My work is based on participant observation in several domains of practice related to contemporary art and experimental media worlds, with a special interest in the different modes of curatorial practice that animate those worlds. The aim of my fieldwork-based inquiries is both to problematize the mediatory role and increasing influence of curatorial practice in contemporary life and to evaluate the ethical, political, and aesthetic implications of curation for imagining other ways of living and being human.  My inquiry consists in "anthropo-curation" or "curating anthropos". My first book, The Incurable Image: Curating Post-Mexican Film & Media Arts (Edinburgh University Press, 2016), was based on intensive fieldwork in Mexico City. It took place during an effervescent moment acclaimed anthropologist and public intellectual Roger Bartra provocatively called the “post-Mexicanist condition”.  During two years I engaged curatorial collectives whose critical practice and exhibition strategies signaled a breakdown of Mexicanist aesthetics and modernist cultural forms inherited from the Mexican historical avant-garde, including historical figurations of the New Man in Mexico (eg. Mestizaje, Mexicanidad, cosmopolitan-nationalist modes of existence).  In Aesthetics and Anthropology: Cogitations (Routledge 2022), I took a different direction. Multi-sited rather than single sited, the book is a philosophico-anthropological journey across an ecology of venues and media: from conceptual art exhibitions to architectural environments; from large frescoes in late medieval churches to photographic interventions in natural history museums, and more. Moreover, the book approaches artistic practice as an anthropological problem of thinking. 
 
I've collaborated on various public programs, symposia, research clusters, and editorial projects that examine what I call the "zone of mutual intrusion" between anthropology, art, and philosophy. I also direct AIL: the Anthropology of the Image Lab, a venue and online platform that explores the challenges posed by curatorial practice to fieldwork design and anthropological thinking.  It is located in Young Hall 226. 

Research Focus

In my new fieldwork and "curatorial design" I shift my attention to media practices situated in a marine mise-en-scène.

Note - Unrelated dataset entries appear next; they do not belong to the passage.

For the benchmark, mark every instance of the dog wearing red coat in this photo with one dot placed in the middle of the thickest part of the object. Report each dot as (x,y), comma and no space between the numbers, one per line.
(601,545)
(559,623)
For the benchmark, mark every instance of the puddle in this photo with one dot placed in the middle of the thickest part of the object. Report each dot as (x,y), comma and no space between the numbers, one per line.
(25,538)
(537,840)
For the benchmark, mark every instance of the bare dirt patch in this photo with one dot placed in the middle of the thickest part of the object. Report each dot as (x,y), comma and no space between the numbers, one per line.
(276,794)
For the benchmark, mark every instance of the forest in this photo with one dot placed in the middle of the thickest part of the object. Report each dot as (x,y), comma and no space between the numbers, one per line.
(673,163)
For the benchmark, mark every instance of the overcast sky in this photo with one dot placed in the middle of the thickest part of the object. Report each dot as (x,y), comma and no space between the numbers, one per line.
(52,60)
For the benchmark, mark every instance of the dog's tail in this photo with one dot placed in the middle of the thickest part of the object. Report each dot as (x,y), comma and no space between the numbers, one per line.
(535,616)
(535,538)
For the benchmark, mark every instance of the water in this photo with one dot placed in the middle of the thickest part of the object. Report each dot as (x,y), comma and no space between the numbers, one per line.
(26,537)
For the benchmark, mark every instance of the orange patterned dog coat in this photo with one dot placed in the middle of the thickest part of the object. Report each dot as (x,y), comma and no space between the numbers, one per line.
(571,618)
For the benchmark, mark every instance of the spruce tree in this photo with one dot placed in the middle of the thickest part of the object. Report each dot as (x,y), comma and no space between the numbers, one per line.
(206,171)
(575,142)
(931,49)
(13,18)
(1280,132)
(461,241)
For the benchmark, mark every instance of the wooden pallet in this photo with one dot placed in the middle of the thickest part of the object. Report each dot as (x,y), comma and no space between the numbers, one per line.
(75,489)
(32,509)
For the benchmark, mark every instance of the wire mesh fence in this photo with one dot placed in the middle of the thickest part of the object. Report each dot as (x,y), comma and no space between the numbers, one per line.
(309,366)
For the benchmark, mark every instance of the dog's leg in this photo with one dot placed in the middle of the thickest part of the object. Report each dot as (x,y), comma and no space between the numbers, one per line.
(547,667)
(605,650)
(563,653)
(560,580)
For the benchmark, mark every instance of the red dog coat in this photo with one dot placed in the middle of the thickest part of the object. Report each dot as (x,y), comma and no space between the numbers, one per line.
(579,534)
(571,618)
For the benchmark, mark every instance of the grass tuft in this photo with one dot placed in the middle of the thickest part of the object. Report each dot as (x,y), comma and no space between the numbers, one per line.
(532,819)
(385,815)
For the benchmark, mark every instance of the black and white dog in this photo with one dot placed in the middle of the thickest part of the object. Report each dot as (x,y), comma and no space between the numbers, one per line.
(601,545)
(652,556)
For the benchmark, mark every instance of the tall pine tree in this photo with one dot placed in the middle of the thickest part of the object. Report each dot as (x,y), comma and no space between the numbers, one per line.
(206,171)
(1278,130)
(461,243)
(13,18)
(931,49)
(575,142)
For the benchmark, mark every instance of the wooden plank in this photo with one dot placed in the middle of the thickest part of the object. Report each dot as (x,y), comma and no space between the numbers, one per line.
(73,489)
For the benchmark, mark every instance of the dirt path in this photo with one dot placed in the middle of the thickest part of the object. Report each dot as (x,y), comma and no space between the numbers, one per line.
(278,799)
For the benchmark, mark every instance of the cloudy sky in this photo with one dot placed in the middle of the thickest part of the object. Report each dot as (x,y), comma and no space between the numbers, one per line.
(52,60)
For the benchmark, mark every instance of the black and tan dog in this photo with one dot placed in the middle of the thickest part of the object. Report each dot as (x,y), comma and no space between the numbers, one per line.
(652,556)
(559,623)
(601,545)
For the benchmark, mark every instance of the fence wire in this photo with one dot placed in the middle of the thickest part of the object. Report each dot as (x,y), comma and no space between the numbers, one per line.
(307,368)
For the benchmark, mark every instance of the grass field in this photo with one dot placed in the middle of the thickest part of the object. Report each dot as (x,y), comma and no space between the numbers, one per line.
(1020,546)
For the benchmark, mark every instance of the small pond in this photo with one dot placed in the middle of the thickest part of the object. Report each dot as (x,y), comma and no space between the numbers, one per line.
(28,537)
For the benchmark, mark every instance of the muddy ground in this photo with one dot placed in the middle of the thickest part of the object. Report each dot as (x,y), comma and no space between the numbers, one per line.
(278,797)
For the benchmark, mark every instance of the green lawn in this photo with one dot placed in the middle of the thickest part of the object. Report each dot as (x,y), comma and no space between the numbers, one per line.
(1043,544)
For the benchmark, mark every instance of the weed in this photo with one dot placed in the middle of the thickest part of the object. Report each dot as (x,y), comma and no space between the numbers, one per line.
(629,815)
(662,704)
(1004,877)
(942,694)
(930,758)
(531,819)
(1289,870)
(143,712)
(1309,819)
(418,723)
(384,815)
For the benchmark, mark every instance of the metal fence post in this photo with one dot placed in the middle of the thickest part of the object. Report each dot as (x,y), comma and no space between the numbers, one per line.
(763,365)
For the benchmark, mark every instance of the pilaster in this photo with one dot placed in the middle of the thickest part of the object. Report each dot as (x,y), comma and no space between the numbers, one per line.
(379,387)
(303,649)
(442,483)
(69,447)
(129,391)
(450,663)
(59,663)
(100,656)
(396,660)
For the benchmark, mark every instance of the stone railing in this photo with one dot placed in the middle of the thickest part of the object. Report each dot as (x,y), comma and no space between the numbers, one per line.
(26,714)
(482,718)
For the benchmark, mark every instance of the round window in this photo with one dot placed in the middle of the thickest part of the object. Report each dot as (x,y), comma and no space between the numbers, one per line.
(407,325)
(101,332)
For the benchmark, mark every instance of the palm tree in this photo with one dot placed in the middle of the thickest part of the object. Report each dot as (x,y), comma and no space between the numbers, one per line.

Specifically, I follow and juxtapose three kinds of practices indexing three different yet intriguingly related ways of life: an artist, composer, and engineer's sound compositions, musical records, video installations, and sketches of encounters with grey whales, sperm whales, and bottlenose dolphins in the Sea of Cortez;  the hydrophone recordings, spectrograms, drone footage, and photo-identifications by a team of cetacean scientists who run a research sailboat and a bio-acoustics lab in the Tyrrhenian Sea; and the multimedia online platforms of fishers who produce audiovisual diaries of interactions with marine mammals in the Strait of Gibraltar.  I'm currently remediating this assemblage of human practices, marine creatures, instruments, and communication attitudes into a book and radio documentary called The Strait and The Sea.  

Publications

  • Elhaik, Tarek. 2023. “Averroes At Mexico City’s Kiosko Morisco” in Philosophy on Fieldwork: Case Studies in Anthropological Analysis. Eds. Bubandt, N. and Schwartz Wentzer, T. New York: Routledge, pp. 302-319.
  • Elhaik, T. 2022. Aesthetics and Anthropology: Cogitations. New York: Routledge. 
  • Elhaik, T. & Marcus, G. (2020) "Curatorial Designs" in The Anthropologist As Curator, Ed. Roger Sansi, Bloomsbury Publishing, p. 17-34.
  • Elhaik, T. (2016) The Incurable-Image: Curating Post-Mexican Film & Media Arts, Edinburgh University Press.
  • Elhaik, T. "What is Contemporary Anthropology?" (2013) in Critical Arts: Journal of Media & Culture Studies vol. 27.6. London: Routledge: 784-798.

Teaching

  • ANT191: Media Anthropology
  • ANT210: Aesthetic Anthropology
  • ANT201: Graduate Pro-Seminar
  • ANT136: Anthropological Cinema

Awards

Co-director of the research program Future Flourishing (2023-2028) that won the 2023 competition for the Canadian Institute for Advanced Research's Global Call entitled the Future of Being Human.

Member of the research and curatorial program Experimental Cinema in Latin America (2014-2017) funded by the Getty Foundation's Pacific Standard Time initiative.